Complete guide for developing new sources in the Capcat hybrid architecture. Choose between config-driven (simple) or custom implementation (complex) based on your requirements.

Decision Matrix: Config-Driven vs Custom

  • Development Time

    → 15-30 minutes
  • Coding Required

    → None (YAML only)
  • Flexibility

    → Limited to standard patterns
  • Best For

    → Standard news sites
  • Maintenance

    → Configuration updates
  • Examples

    → InfoQ, Euronews, Straits Times

RSS-First Development Rule

MANDATORY

When adding sources, check RSS feeds first and use the links to access content.

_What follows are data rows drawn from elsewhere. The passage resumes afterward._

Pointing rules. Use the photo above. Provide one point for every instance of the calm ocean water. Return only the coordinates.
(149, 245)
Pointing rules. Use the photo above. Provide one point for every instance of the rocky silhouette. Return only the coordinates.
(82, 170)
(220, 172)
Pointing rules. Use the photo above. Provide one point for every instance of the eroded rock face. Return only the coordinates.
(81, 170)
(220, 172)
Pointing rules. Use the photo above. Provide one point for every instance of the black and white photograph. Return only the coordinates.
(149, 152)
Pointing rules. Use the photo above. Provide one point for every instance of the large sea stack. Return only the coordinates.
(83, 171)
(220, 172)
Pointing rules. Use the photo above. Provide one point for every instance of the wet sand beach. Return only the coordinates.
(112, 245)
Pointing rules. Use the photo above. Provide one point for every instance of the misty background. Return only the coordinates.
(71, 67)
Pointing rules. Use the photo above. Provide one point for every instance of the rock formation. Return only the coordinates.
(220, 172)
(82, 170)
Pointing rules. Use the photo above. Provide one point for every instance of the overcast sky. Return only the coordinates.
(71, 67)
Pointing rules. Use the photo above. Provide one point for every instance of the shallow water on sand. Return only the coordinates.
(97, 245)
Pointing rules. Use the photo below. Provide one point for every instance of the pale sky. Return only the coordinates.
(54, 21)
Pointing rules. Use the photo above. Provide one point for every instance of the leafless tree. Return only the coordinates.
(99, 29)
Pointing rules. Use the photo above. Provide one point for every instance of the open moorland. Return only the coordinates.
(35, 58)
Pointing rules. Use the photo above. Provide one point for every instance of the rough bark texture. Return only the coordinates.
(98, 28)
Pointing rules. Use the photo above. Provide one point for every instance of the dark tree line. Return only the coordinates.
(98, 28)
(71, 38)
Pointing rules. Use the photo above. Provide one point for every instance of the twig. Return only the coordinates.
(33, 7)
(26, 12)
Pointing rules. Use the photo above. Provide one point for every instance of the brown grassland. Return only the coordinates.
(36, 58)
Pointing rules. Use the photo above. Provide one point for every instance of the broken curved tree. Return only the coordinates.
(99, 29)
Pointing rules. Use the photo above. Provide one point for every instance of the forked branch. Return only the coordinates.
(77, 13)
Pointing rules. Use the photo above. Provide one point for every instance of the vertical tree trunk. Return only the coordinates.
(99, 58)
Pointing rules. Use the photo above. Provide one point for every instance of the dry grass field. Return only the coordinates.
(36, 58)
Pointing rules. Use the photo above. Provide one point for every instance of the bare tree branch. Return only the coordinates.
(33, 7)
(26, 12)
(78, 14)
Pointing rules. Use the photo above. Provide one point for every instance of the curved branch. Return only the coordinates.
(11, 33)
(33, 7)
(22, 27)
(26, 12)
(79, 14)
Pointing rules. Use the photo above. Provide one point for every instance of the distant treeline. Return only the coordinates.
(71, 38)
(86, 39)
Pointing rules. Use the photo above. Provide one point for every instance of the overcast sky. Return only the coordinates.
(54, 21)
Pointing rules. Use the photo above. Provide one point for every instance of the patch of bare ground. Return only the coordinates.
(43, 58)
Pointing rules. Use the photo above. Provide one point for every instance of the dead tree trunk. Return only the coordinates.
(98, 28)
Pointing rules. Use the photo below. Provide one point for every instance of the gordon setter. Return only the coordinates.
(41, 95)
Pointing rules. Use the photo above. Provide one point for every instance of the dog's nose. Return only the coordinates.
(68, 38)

RSS-based extraction often provides cleaner, more reliable content than HTML scraping, especially for React/SPA websites.

RSS-First Benefits

  • Bypasses bot protection and JavaScript rendering issues
  • Provides clean, structured content
  • Often includes full article text in descriptions
  • More reliable than HTML selectors that frequently change

Implementation

Configure rss_config in source YAML with use_rss_content: true to extract content directly from RSS descriptions.

Config-Driven Sources

Use When

Standard news website with straightforward article listing and content structure, or RSS-based content extraction.

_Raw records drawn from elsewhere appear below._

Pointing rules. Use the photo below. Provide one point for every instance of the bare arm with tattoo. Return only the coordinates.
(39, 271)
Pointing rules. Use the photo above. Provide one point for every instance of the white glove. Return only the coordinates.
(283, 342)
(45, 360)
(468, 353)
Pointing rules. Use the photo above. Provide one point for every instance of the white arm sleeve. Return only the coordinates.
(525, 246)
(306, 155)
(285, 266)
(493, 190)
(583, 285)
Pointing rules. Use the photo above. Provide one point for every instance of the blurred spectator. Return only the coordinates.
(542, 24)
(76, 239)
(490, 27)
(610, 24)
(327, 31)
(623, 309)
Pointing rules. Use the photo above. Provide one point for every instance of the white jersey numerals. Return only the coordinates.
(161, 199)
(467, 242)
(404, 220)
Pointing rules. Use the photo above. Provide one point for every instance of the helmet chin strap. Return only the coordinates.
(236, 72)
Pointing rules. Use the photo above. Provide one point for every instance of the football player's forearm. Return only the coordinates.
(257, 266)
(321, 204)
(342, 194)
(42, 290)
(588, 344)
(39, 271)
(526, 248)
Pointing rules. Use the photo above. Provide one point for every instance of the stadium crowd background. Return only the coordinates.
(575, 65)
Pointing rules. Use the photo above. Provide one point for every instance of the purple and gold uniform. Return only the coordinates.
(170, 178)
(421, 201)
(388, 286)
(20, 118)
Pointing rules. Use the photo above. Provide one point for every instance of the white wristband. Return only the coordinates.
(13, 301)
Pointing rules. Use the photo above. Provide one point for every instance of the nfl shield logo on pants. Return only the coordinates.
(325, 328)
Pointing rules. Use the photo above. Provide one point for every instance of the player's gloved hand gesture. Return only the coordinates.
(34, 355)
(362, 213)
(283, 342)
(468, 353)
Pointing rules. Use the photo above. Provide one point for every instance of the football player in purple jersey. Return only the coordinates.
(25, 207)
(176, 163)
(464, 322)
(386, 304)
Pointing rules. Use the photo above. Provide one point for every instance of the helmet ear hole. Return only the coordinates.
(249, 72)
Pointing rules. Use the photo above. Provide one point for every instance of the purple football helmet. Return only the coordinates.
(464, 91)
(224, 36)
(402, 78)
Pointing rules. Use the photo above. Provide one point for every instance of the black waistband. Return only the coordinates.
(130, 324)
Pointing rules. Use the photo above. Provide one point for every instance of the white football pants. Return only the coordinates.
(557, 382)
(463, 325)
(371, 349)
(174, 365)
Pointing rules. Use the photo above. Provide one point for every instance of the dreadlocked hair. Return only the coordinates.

1. Create Configuration File

# sources/active/config_driven/configs/newsource.yaml
display_name: "News Source"
base_url: "https://newsource.com/"
category: "general"  # tech, science, business, general
timeout: 10.0
rate_limit: 1.0

# RSS-based content extraction (preferred method)
rss_config:
  feed_url: "https://newsource.com/feed.xml"
  use_rss_content: true
  content_field: "description"  # Extract content from RSS description field

# Required: Article discovery selectors
article_selectors:
  - ".headline a"
  - ".article-title a"
  - "h2.title a"

# Required: Content extraction selectors
content_selectors:
  - ".article-content"
  - ".post-body"
  - "div.content"

# Optional: Skip patterns (URLs to ignore)
skip_patterns:
  - "/about"
  - "/contact"
  - "/advertising"
  - "?utm_"

# Optional: Comment support
supports_comments: false

# Image processing configuration
image_processing:
  selectors:
    - "img"
    - ".content img"
    - "article img"

  url_patterns:
    - "newsource.com/"
    - "cdn.newsource.com/"
    - "images.newsource.com/"

  # Allow URLs without traditional extensions for modern CDNs
  allow_extensionless: true

  skip_selectors:
    - ".sidebar img"
    - ".navigation img"
    - ".header img"
    - ".avatar img"

# Optional: Additional configuration
custom_config:
  user_agent: "Custom User Agent"
  headers:
    Accept: "text/html,application/xhtml+xml"

2. Test Configuration

# Test source discovery
python -c "from core.source_system.source_registry import get_source_registry; print('newsource' in get_source_registry().get_available_sources())"

# Test source functionality
./capcat fetch newsource --count 3

3. Validation

# Run validation
python -c "
from core.source_system.source_registry import get_source_registry
registry = get_source_registry()
errors = registry.validate_all_sources(deep_validation=True)
print(f'newsource errors: {errors.get(\"newsource\", [])}')
"

Template System Integration

Universal HTML Generation

All sources can leverage the template system for consistent navigation and professional output.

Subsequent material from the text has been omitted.